The Digital Journalist
The Changing Problem of a Journalist's Loyalty
December 2006

by Mark Doremus and Karen Slattery

The U.S. is experiencing an interesting bit of role reversal.

The American media have long had a presence in news markets worldwide. Now international news media are increasingly penetrating U.S. markets.

The most dramatic example emerged last month, when a start-up cable company announced that it will carry English-language Al Jazeera programming, making it available to 60 million Americans. Al Jazeera-English is already available on the Web at http://english.aljazeera.net/News.

Of course, some international media have served the U.S. market for decades – the BBC and Reuters come to mind. But these news organizations share a common cultural frame of reference with the United States. Non-Western news outlets such as Al Jazerra-English presumably do not. Their emergence in U.S. markets points to some interesting moral problems. Foremost is the issue of journalistic loyalty.

Loyalty is an allegiance to a person, place or an ideal.

All journalists have a variety of loyalties including loyalty to oneself and family, employer, professional colleagues and fellow human beings. These loyalties can come into conflict when doing news. We have all heard stories about instances when news organizations have put loyalty to advertisers ahead of loyalty to the audience.

The globalization of news raises questions about the place of loyalty in a multinational news environment. Particularly difficult is the problem of patriotism, or allegiance to one's country.

This familiar form of loyalty becomes most salient for the field of journalism during wartime.

The usual assumption is that a journalist is also a citizen so the patriotic thing for the wartime journalist to do is to support his or her nation's government and the soldiers fighting on its behalf. It is also assumed that the organization for which the journalist works is made up of like-minded citizens who have a similar responsibility to the nation and its wartime efforts.

Deviations from this norm are sanctioned.

For example, the patriotism of journalists covering the Iraq war has been repeatedly called into question, sometimes by pundits and other times by members of the reading and/or viewing audience. Some questions arise because journalists reveal information that may either aid the enemy or demoralize the troops or folks on the home front. Kevin Sites' story about the American soldier who shot a wounded Iraqi in a Fallujah mosque or news organizations printing photographs of the Abu Ghraib prison scandal come to mind.

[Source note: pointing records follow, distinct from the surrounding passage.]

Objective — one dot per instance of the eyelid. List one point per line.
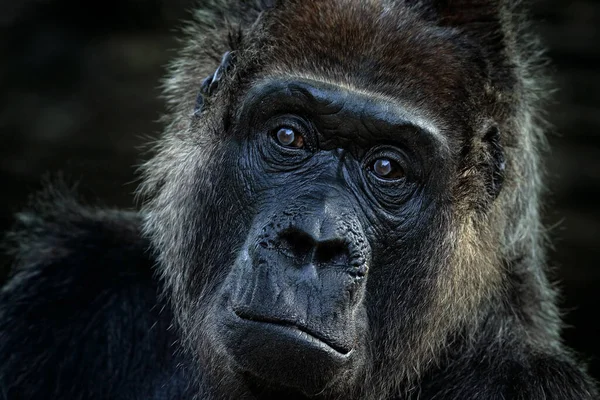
(299, 125)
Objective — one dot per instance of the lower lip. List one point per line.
(294, 334)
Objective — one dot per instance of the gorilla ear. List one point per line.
(495, 163)
(211, 83)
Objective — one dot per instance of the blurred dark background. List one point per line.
(79, 94)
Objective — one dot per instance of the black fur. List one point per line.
(81, 317)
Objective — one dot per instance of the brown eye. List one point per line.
(387, 169)
(289, 138)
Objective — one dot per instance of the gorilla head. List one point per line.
(353, 191)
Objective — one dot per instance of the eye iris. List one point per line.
(289, 138)
(286, 136)
(383, 167)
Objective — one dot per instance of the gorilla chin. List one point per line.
(283, 354)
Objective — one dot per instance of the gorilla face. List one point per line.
(312, 219)
(332, 178)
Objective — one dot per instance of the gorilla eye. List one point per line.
(287, 137)
(387, 169)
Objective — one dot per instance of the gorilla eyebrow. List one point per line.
(293, 94)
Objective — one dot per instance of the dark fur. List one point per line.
(81, 317)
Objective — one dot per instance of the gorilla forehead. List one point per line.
(348, 114)
(377, 47)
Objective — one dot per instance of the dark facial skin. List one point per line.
(334, 177)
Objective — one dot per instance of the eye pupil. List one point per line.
(388, 169)
(286, 136)
(289, 138)
(383, 167)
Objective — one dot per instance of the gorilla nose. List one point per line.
(304, 248)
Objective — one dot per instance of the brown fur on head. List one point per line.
(464, 66)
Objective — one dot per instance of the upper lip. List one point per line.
(283, 322)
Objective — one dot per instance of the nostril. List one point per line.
(296, 243)
(333, 252)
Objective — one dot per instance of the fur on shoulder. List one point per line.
(81, 306)
(57, 225)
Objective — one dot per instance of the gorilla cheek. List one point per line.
(291, 311)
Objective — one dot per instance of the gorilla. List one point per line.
(348, 207)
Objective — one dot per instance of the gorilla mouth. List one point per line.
(299, 331)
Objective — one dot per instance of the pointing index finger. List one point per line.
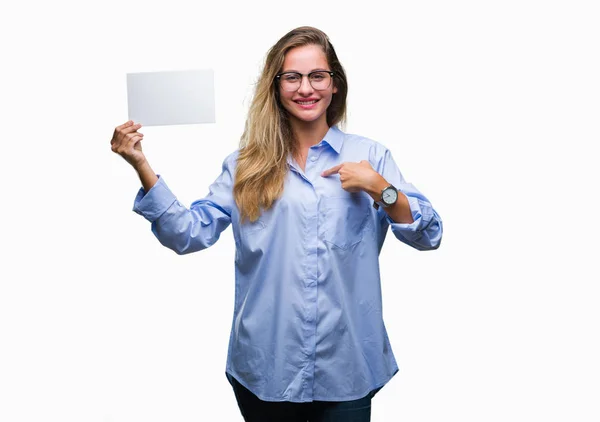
(332, 170)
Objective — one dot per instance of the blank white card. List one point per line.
(171, 98)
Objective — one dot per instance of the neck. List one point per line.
(308, 134)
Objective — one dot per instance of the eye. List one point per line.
(290, 77)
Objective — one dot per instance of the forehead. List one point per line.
(305, 58)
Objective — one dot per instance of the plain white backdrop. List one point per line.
(491, 109)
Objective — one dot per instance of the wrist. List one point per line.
(377, 185)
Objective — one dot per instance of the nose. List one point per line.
(305, 86)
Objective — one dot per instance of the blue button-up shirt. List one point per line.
(307, 320)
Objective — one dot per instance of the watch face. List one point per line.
(389, 196)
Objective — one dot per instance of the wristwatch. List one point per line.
(389, 196)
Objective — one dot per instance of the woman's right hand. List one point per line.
(126, 142)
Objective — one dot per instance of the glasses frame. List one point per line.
(302, 75)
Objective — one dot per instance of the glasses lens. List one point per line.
(320, 80)
(290, 81)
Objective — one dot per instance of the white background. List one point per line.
(491, 109)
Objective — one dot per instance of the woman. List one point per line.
(310, 207)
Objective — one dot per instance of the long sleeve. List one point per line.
(425, 232)
(188, 230)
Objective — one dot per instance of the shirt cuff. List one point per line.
(152, 204)
(421, 214)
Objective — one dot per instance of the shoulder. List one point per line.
(230, 160)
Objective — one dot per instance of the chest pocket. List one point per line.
(345, 219)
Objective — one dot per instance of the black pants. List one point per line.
(256, 410)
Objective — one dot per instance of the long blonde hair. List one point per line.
(268, 139)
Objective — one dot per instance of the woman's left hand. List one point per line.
(359, 176)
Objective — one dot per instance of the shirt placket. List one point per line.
(310, 273)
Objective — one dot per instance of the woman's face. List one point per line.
(306, 104)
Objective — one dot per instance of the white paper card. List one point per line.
(172, 97)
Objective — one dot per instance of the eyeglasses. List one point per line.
(291, 81)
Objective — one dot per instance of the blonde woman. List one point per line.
(310, 207)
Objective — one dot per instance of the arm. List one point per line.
(178, 228)
(188, 230)
(425, 230)
(412, 218)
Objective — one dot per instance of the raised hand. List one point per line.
(126, 142)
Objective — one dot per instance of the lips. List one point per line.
(307, 102)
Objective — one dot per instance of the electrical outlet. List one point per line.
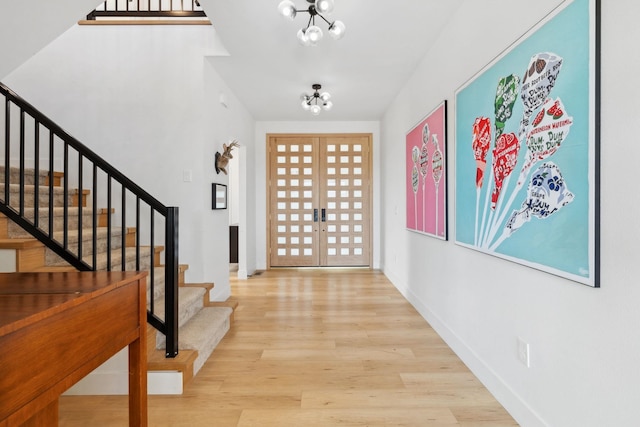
(524, 352)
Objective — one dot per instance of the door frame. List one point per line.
(268, 179)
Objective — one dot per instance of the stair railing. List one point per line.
(36, 153)
(148, 9)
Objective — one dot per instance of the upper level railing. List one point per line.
(35, 151)
(148, 9)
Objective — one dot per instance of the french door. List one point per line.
(319, 197)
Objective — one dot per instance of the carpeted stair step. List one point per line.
(87, 242)
(190, 301)
(14, 230)
(43, 196)
(204, 331)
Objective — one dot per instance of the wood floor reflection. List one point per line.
(317, 348)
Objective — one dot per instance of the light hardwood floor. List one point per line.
(317, 347)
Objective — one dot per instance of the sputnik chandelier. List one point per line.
(312, 34)
(317, 101)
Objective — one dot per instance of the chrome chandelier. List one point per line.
(317, 101)
(312, 34)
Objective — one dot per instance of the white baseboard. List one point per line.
(112, 378)
(511, 401)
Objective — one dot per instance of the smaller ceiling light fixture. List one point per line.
(317, 101)
(312, 34)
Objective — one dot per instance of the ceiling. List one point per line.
(268, 69)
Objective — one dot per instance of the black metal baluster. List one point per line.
(36, 174)
(94, 224)
(21, 172)
(65, 177)
(124, 228)
(80, 207)
(152, 243)
(7, 149)
(138, 236)
(51, 178)
(171, 281)
(108, 222)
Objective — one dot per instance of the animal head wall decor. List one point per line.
(223, 159)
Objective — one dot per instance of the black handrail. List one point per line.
(77, 153)
(148, 9)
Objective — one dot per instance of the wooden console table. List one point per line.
(55, 328)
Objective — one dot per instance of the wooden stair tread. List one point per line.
(18, 244)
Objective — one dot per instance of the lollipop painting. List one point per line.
(426, 175)
(527, 131)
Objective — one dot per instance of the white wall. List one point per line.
(585, 344)
(264, 128)
(19, 41)
(146, 99)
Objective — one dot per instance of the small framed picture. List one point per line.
(218, 196)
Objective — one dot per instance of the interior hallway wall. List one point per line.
(584, 342)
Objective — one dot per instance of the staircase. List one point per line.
(202, 324)
(80, 219)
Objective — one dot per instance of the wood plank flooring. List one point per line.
(311, 347)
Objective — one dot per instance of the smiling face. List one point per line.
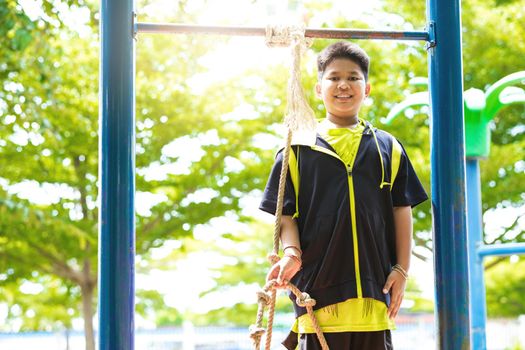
(343, 89)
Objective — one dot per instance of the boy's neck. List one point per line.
(349, 122)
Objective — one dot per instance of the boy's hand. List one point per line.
(284, 270)
(395, 284)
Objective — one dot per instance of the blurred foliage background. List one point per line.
(205, 144)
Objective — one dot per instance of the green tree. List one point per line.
(505, 285)
(49, 110)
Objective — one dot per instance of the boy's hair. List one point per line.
(343, 49)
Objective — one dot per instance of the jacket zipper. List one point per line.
(351, 195)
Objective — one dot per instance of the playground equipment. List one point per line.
(119, 30)
(480, 108)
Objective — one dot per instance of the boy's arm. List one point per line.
(396, 282)
(290, 263)
(403, 223)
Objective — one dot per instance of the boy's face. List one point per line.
(343, 90)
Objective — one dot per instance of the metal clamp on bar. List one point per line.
(326, 33)
(431, 29)
(501, 249)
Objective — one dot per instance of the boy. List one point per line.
(347, 222)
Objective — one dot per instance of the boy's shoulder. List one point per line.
(383, 134)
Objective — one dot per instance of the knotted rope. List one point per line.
(299, 117)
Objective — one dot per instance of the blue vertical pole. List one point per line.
(117, 176)
(448, 175)
(478, 306)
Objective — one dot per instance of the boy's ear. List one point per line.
(318, 90)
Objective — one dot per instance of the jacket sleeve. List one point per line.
(407, 189)
(269, 198)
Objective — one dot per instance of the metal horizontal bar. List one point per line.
(326, 33)
(501, 249)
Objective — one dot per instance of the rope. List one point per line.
(266, 297)
(299, 117)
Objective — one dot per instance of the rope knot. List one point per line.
(256, 332)
(273, 258)
(263, 297)
(305, 300)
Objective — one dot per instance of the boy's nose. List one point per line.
(343, 85)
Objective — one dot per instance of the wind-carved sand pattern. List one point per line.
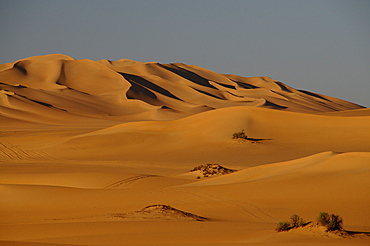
(84, 143)
(159, 212)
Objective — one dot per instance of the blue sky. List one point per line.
(317, 45)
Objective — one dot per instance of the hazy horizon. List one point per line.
(319, 46)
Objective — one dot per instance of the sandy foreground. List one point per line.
(88, 148)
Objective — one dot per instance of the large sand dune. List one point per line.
(99, 153)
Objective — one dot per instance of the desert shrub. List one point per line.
(335, 223)
(323, 218)
(332, 222)
(240, 134)
(283, 226)
(297, 221)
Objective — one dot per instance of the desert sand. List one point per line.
(101, 153)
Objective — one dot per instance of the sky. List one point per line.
(321, 46)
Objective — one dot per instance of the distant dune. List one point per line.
(57, 89)
(100, 153)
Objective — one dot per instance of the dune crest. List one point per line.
(126, 90)
(86, 146)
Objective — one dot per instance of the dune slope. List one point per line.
(99, 153)
(44, 89)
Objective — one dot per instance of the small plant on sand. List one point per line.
(240, 134)
(332, 222)
(323, 218)
(297, 221)
(283, 226)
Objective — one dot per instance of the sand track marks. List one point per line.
(124, 182)
(8, 151)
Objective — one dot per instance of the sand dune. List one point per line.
(44, 89)
(99, 153)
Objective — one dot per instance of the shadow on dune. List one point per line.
(188, 75)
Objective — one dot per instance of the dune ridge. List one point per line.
(60, 86)
(99, 153)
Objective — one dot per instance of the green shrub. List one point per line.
(332, 222)
(335, 223)
(240, 134)
(283, 226)
(297, 221)
(323, 218)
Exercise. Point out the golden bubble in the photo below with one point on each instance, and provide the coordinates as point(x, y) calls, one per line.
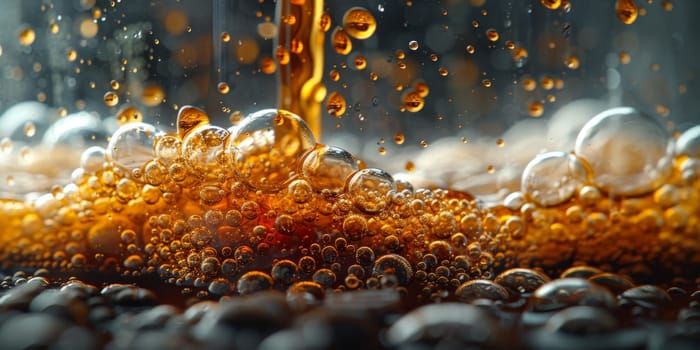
point(359, 23)
point(111, 99)
point(551, 4)
point(422, 89)
point(572, 62)
point(88, 28)
point(223, 88)
point(72, 55)
point(625, 58)
point(29, 129)
point(267, 30)
point(535, 109)
point(413, 102)
point(296, 46)
point(360, 63)
point(325, 22)
point(547, 83)
point(336, 104)
point(152, 95)
point(626, 11)
point(529, 84)
point(27, 37)
point(399, 138)
point(492, 35)
point(409, 166)
point(519, 54)
point(282, 55)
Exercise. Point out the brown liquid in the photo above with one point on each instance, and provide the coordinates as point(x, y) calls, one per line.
point(269, 208)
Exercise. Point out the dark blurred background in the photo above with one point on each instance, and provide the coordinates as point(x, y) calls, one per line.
point(173, 52)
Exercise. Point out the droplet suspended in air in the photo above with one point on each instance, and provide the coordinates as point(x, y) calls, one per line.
point(27, 37)
point(341, 41)
point(336, 104)
point(552, 178)
point(111, 99)
point(627, 11)
point(359, 23)
point(628, 152)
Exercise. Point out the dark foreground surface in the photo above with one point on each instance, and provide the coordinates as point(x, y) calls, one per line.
point(583, 311)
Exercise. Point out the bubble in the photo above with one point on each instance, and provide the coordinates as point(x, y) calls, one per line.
point(552, 178)
point(132, 145)
point(285, 272)
point(266, 148)
point(480, 289)
point(253, 282)
point(359, 23)
point(189, 118)
point(336, 105)
point(370, 189)
point(393, 264)
point(688, 144)
point(324, 277)
point(168, 148)
point(628, 152)
point(626, 11)
point(328, 167)
point(551, 4)
point(152, 95)
point(27, 37)
point(202, 149)
point(111, 99)
point(92, 159)
point(341, 42)
point(129, 115)
point(355, 227)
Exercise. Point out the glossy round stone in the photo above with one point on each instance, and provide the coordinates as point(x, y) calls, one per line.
point(265, 149)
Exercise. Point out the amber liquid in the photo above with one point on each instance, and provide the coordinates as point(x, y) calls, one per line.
point(220, 212)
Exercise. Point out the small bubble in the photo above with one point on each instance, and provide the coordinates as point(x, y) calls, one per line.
point(111, 99)
point(359, 23)
point(27, 37)
point(223, 88)
point(492, 35)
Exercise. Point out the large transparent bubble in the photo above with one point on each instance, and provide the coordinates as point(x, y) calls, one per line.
point(132, 145)
point(628, 152)
point(266, 147)
point(688, 143)
point(552, 178)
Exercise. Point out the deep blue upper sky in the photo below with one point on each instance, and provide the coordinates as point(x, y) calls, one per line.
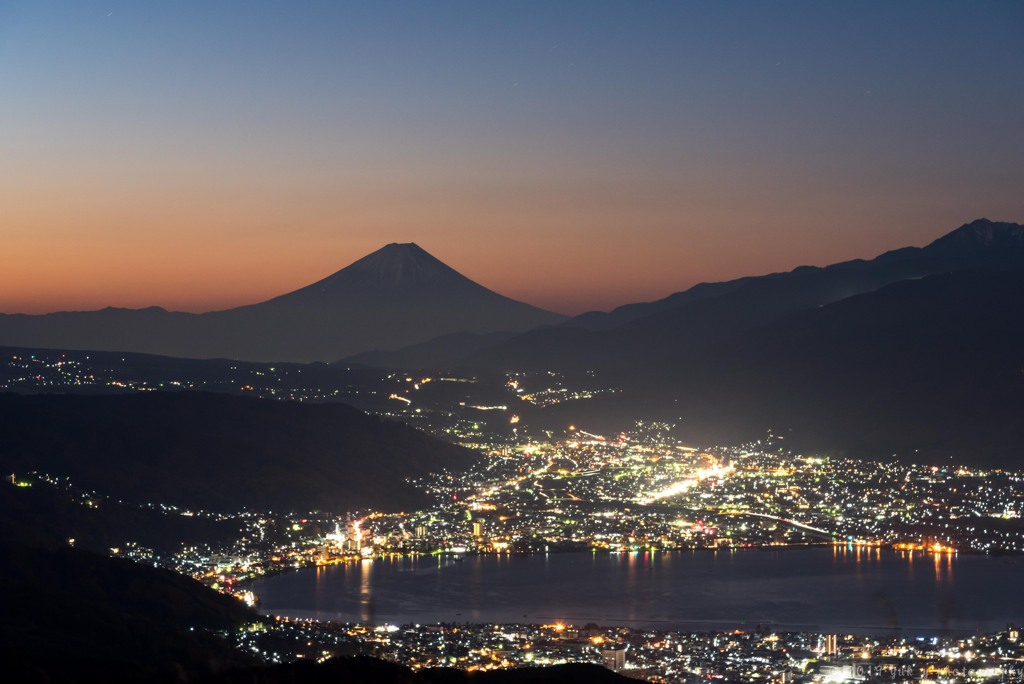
point(577, 155)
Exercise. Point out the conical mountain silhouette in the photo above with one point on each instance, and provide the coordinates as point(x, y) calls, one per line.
point(398, 295)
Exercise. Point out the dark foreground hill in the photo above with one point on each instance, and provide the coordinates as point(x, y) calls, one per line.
point(222, 453)
point(71, 615)
point(364, 670)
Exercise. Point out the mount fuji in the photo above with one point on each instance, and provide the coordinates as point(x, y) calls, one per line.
point(396, 296)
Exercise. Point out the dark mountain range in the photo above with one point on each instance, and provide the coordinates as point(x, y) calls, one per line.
point(222, 453)
point(699, 318)
point(925, 370)
point(397, 296)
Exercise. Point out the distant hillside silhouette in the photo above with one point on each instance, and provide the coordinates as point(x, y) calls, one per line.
point(928, 370)
point(366, 670)
point(398, 295)
point(699, 318)
point(222, 453)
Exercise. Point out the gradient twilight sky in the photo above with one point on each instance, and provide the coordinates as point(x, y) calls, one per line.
point(573, 155)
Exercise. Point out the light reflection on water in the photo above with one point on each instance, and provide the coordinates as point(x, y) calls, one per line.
point(823, 589)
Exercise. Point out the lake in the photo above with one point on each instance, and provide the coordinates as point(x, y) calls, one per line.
point(821, 589)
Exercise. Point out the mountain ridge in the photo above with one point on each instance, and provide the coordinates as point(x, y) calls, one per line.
point(396, 296)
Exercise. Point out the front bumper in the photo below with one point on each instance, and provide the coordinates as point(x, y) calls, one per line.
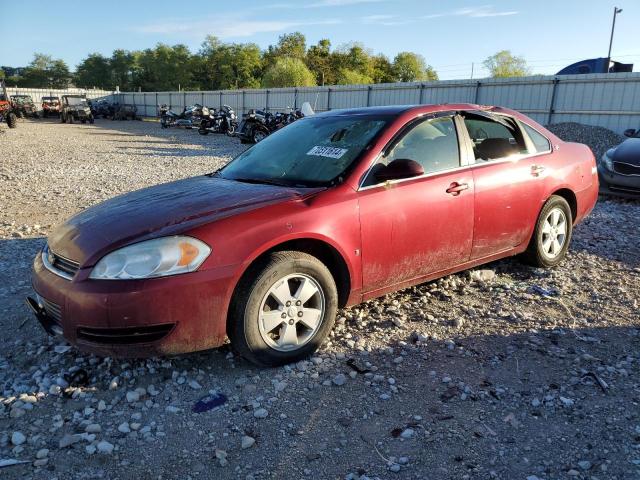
point(137, 318)
point(612, 183)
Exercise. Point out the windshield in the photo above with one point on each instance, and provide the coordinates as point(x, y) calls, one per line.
point(310, 152)
point(76, 101)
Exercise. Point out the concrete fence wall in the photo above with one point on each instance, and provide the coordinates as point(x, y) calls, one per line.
point(607, 100)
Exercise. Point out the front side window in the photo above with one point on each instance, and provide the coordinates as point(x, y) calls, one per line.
point(492, 139)
point(432, 143)
point(539, 141)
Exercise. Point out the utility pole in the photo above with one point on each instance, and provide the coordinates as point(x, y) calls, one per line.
point(616, 11)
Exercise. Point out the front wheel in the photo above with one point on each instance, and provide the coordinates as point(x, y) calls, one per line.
point(283, 309)
point(552, 234)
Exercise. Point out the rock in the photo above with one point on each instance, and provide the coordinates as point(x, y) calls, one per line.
point(124, 427)
point(339, 379)
point(260, 413)
point(221, 455)
point(69, 440)
point(42, 453)
point(105, 447)
point(93, 428)
point(247, 442)
point(483, 275)
point(133, 396)
point(18, 438)
point(407, 433)
point(584, 464)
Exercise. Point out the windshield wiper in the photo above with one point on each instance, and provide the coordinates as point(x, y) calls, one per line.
point(263, 181)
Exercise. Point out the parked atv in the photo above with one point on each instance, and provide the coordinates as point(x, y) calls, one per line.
point(6, 109)
point(219, 121)
point(50, 106)
point(75, 108)
point(125, 111)
point(24, 107)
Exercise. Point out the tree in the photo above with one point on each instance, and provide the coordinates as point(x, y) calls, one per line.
point(45, 72)
point(123, 69)
point(94, 71)
point(226, 66)
point(503, 64)
point(288, 72)
point(319, 61)
point(382, 70)
point(351, 77)
point(411, 67)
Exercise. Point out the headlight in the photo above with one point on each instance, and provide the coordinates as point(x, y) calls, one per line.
point(608, 163)
point(159, 257)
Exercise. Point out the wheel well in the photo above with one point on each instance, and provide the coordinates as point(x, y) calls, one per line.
point(571, 199)
point(323, 252)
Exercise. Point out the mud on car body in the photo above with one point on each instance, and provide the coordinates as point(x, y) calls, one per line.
point(332, 210)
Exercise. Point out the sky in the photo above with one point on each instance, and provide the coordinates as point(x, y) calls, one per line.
point(451, 35)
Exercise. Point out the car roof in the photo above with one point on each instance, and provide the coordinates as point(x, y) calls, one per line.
point(395, 110)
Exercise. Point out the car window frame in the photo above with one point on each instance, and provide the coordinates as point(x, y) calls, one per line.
point(465, 154)
point(517, 123)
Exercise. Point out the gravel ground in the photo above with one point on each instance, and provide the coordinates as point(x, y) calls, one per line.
point(508, 373)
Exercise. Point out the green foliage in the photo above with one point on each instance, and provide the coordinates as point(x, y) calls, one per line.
point(411, 67)
point(503, 65)
point(288, 72)
point(220, 66)
point(43, 72)
point(94, 71)
point(351, 77)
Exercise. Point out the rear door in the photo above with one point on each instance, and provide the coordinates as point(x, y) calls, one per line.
point(421, 225)
point(508, 177)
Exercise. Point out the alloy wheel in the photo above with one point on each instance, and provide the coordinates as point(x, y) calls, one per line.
point(554, 233)
point(291, 312)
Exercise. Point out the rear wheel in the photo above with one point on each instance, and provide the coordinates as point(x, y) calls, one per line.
point(552, 234)
point(283, 309)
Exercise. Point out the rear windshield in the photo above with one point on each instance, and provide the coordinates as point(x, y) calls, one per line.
point(310, 152)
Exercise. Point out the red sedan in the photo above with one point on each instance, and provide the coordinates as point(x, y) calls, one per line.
point(331, 211)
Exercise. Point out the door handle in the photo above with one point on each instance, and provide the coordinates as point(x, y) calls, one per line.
point(536, 170)
point(455, 188)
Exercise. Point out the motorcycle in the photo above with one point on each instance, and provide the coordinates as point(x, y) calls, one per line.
point(258, 124)
point(190, 117)
point(219, 121)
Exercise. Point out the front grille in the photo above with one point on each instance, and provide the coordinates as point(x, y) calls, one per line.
point(125, 335)
point(61, 266)
point(626, 168)
point(53, 310)
point(67, 266)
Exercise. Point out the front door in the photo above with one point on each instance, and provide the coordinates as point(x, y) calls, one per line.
point(414, 227)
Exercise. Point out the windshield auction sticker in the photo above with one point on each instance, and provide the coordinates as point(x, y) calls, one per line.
point(330, 152)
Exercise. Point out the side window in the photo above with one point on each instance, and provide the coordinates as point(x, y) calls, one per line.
point(493, 140)
point(539, 141)
point(431, 143)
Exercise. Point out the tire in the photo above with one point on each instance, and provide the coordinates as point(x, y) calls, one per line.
point(12, 120)
point(542, 250)
point(254, 295)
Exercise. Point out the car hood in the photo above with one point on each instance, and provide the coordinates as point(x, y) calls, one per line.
point(627, 152)
point(161, 210)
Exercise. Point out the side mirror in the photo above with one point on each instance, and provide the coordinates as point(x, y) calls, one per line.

This problem of patriotism and journalism will become increasingly difficult as new technology makes the "global village" more and more a reality. Organizations that were once uniquely American now have audiences in all corners of the globe. And markets that were once served exclusively by domestic news media are now increasingly open to foreign competition.

So, as journalists, here and abroad, serve an increasingly global audience, patriotism and nationalism will likely be called into question. To whom, or what, should the journalist be loyal? Does he or she owe a primary loyalty to the country of citizenship? To the military? To the audience? (And, if so, to which members of which audience?)

Without a crystal ball, it is impossible to know how patriotism will play out in the new information age. One possibility is that journalists covering international news for a worldwide audience will reaffirm their loyalty to truth-telling.

As journalism in the U.S. has evolved professionally, its purpose has been to bring truth to the country's citizens. Likely, audiences elsewhere on the globe will want the same.

So if the new media environment plays a role in shaping or reshaping one's loyalties, as we suspect it might, the journalist's first loyalty will, logically, have to be to telling the truth.

© Mark Doremus and Karen Slattery

Mark Doremus has a Ph.D. in Journalism and Mass Communication and a law degree from the University of Wisconsin-Madison, where he is now employed as a research administrator. He worked in television news for 13 years in various capacities, primarily as a news reporter-photographer. He still cares deeply about the press, in all its forms, and its practitioners. He met his wife and co-columnist, Karen Slattery, when they were both working in local television news.

Karen Slattery is an associate professor in the College of Communication at Marquette University. She teaches courses related to broadcast journalism, media ethics, and qualitative research methods.